One area of growing importance to ergonomists, and an area of specialism, is that of human-computer interaction (HCI). While the commercial trend is toward increasing the role of computing technologies in the workplace, accompanying this trend is an increase in design problems that concern the specification and evaluation of software applications. GOMS, or the Goals Operators Methods and Selection rules method (Card et al. 1983), was developed at an early stage in the history of HCI research, and is a method with enduring appeal. When considering ergonomic contributions to the system development process, contributions may be considered along two dimensions; the stage at which the contribution is made, and the nature of the contribution. System development may be characterized in terms of a set of stages: requirements capture; design specification (conceptual and detailed); implementation; and evaluation (including testing and maintenance). The nature of a contribution, at any stage, may be either analytic or empirical. Therefore, when considering the stage of requirements capture, an ergonomist may either survey users to empirically elicit expressed requirements; or generate requirements analytically, following reflection on the domain, tasks, and so forth.

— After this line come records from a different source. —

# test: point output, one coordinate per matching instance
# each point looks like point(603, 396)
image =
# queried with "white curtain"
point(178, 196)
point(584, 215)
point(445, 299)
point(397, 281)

Using this scheme of characterization, GOMS may be described as a method for analytic evaluation. To understand the enduring appeal of GOMS, one needs to adopt a slightly more complex view of the stages of system development. While the product under development will necessarily be evaluated, or at the least tested to ensure it works once implemented, specifications (for that product) at earlier stages of development may themselves be evaluated. For example, an ergonomist may generate two interface design specifications and wish to evaluate them both, to know which will be more effective, before the time-consuming and expensive stage of implementation is undertaken. Only by adopting a suitable method for early evaluation can such a design decision be made reliably. Given that at early stages of development device specifications alone exist (the process of implementation comes later), historically

analytic methods have been required for early ergonomic contributions. (The recent rise of early prototype construction however, increasingly enables empirical contributions to be made at early stages of development.) GOMS was one of the first methods to support the early evaluation of design specifications, this being possible because GOMS supports the “prediction’’ of human-computer performance, rather than the “description’’ of empirically observed interactions. There are few methods in HCI which are predictive, fairly accurate, and which can be carried out quickly on the metaphorical “back of an envelope.’’ Hence the resilience of the GOMS method within HCI.